Hydrogen utilization rate is critical for hydrogen-electricity conversion efficiency of the PEM fuel cell system. Significant part of hydrogen is inevitably wasted as a result of essential periodical vent of accumulated gaseous and liquid impurities, which degrades hydrogen flow rate and hydrogen concentration, in hydrogen recirculation system (HRS) for anode reaction chamber of the stack. Estimation of hydrogen flow rate is the key to improving hydrogen utilization rate, because impurities can be vented only when actual flow rate is lower than acceptable range. This paper investigates dynamic model of the HRS to construct connection between hydrogen flow rate and obtainable parameters. Firstly, lumped-parameter dynamic model is established for the recirculation pumpdriven and ejector-driven HRS. Coupling mechanism between hydrogen flow rate and pressure of each recirculation apparatus is introduced to dynamic model, and then transfer function between pressure at inlet and outlet of anode chamber is derived for estimation of hydrogen flow rate in comparison.
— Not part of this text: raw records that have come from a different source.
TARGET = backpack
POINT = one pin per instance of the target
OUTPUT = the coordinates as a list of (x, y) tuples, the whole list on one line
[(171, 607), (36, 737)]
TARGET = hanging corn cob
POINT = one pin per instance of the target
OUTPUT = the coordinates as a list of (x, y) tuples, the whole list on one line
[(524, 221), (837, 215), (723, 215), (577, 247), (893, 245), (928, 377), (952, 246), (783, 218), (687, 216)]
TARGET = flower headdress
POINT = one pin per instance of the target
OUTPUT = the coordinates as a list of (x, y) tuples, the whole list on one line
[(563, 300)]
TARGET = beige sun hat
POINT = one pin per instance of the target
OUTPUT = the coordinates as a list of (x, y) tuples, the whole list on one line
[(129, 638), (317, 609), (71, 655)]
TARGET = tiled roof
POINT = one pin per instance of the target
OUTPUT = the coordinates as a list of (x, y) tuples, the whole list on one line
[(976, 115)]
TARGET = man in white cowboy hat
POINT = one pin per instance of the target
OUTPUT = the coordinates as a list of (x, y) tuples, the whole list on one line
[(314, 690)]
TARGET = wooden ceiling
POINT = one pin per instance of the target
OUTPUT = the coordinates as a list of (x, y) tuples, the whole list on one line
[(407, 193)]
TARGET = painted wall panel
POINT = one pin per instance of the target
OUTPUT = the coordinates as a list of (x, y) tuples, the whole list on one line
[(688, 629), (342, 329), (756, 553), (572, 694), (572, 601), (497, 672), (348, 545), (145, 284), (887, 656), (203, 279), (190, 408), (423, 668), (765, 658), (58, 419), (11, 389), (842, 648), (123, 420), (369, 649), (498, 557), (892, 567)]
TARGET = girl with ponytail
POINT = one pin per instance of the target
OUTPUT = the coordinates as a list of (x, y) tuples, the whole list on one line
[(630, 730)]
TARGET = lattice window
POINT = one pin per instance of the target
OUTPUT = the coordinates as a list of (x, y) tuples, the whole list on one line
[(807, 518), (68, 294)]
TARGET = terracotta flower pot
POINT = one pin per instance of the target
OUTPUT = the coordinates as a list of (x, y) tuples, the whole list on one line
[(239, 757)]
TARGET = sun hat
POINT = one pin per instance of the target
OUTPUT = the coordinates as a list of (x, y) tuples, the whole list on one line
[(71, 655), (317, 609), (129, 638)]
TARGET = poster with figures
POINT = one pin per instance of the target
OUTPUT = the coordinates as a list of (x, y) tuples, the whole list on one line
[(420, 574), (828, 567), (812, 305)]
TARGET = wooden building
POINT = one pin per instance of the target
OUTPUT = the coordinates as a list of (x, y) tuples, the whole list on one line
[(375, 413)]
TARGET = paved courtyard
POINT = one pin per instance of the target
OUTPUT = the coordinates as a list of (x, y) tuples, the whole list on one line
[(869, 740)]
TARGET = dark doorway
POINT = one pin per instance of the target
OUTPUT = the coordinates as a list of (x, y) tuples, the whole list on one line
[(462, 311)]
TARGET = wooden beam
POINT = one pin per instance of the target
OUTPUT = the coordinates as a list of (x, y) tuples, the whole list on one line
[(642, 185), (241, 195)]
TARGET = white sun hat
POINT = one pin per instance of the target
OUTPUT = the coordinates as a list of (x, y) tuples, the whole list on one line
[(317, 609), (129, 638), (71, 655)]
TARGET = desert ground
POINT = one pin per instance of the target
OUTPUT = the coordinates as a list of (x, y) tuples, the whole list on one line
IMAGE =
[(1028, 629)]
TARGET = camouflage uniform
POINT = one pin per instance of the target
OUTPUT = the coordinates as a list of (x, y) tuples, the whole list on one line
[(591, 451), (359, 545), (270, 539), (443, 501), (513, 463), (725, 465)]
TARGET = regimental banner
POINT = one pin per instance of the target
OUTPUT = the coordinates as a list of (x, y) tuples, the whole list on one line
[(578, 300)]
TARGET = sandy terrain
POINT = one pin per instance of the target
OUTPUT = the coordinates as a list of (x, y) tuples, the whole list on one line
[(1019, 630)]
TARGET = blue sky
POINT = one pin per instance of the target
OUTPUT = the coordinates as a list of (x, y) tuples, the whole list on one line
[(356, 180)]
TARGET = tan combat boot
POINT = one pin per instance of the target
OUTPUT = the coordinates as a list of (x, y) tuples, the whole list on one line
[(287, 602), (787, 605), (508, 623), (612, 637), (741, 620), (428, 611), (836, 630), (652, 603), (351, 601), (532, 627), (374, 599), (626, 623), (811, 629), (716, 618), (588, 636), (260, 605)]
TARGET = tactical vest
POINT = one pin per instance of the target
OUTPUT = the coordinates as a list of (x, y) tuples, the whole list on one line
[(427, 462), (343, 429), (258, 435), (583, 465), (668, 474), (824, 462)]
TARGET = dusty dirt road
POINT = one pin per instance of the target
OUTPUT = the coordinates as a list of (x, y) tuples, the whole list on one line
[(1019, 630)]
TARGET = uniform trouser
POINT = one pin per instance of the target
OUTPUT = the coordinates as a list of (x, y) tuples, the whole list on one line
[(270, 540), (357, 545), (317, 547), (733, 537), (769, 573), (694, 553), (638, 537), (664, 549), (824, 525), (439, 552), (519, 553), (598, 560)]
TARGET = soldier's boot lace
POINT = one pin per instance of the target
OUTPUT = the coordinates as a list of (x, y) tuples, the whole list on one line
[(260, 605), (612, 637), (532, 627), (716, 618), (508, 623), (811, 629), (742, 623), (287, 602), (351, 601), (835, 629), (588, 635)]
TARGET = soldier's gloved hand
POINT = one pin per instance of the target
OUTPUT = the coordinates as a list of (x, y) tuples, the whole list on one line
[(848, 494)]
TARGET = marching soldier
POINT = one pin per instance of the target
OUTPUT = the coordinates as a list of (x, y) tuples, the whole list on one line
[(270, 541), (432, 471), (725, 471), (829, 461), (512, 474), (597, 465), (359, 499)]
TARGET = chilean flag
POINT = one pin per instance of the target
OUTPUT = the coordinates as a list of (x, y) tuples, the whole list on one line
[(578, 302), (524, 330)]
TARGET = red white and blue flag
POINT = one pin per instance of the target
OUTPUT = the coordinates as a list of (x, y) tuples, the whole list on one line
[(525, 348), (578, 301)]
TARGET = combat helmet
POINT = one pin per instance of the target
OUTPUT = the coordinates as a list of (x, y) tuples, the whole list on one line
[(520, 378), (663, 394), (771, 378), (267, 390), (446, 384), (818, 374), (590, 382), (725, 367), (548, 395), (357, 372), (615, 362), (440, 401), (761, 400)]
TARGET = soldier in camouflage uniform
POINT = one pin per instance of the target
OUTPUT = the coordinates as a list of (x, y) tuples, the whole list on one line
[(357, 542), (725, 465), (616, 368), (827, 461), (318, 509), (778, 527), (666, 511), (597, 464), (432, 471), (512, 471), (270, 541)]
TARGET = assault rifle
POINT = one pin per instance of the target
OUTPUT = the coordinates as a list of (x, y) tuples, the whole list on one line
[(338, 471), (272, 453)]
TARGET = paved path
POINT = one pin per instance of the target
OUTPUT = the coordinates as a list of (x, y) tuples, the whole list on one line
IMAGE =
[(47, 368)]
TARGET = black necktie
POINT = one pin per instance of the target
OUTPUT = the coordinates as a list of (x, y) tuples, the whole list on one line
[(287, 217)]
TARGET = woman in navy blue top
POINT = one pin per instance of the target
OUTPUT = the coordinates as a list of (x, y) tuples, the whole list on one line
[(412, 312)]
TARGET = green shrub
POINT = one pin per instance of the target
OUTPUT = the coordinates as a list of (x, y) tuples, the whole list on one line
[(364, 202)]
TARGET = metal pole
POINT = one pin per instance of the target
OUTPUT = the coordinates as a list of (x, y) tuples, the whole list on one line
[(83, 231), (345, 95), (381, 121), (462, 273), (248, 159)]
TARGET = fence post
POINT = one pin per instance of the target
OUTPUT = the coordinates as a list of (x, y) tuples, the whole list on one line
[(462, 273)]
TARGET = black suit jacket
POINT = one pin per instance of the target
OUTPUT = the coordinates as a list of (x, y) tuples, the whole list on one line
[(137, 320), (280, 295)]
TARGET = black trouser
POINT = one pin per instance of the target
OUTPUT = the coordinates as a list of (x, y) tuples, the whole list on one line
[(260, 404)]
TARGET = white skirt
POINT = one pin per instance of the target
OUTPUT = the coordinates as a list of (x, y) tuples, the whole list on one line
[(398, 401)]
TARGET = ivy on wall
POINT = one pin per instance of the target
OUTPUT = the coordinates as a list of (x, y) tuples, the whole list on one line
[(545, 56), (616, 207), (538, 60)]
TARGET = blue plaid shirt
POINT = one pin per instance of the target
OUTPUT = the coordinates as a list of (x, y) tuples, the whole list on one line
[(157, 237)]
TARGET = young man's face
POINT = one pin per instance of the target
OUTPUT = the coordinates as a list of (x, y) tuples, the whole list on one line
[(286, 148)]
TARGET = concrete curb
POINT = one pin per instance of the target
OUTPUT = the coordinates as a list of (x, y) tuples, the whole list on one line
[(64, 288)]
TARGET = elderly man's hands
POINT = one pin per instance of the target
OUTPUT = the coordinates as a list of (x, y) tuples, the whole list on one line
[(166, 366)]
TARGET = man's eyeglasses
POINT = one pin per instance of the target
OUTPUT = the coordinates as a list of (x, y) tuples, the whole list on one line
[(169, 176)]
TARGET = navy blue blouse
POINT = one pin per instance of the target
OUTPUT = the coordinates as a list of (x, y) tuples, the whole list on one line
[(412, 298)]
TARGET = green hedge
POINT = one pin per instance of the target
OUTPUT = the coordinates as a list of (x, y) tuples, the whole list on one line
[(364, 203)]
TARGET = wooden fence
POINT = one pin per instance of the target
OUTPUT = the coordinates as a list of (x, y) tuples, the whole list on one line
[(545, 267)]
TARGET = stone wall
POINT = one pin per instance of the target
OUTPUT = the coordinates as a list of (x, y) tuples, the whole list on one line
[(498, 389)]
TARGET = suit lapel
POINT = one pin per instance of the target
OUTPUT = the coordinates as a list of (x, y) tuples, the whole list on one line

According to Nyquist plot, the recirculation pump-driven HRS behaves as a common first-order or second-order inertial system while the ejector-driven HRS behaves as a novel shifted first-order system. Secondly, effect of purge valve action on flow rate of the ejector-driven HRS is analyzed in analogical way based on transition between operating points on ejector characteristic curve. It shows that opening purge valve contributes to larger flow rate, even if pressure at backflow inlet is decreased. Thirdly, experiment on plant of an ejector-driven HRS shows that Nyquist plot of transfer function in complex coordinate is a circle with origin included and it's in consistent with that by dynamic model. Besides, relation is found between circle radius and flow rate at ejector outlet. Finally, experiment result on a 120 kW fuel cell system validates explanation to effect of opening purge valve on hydrogen flow rate of the ejector-driven HRS.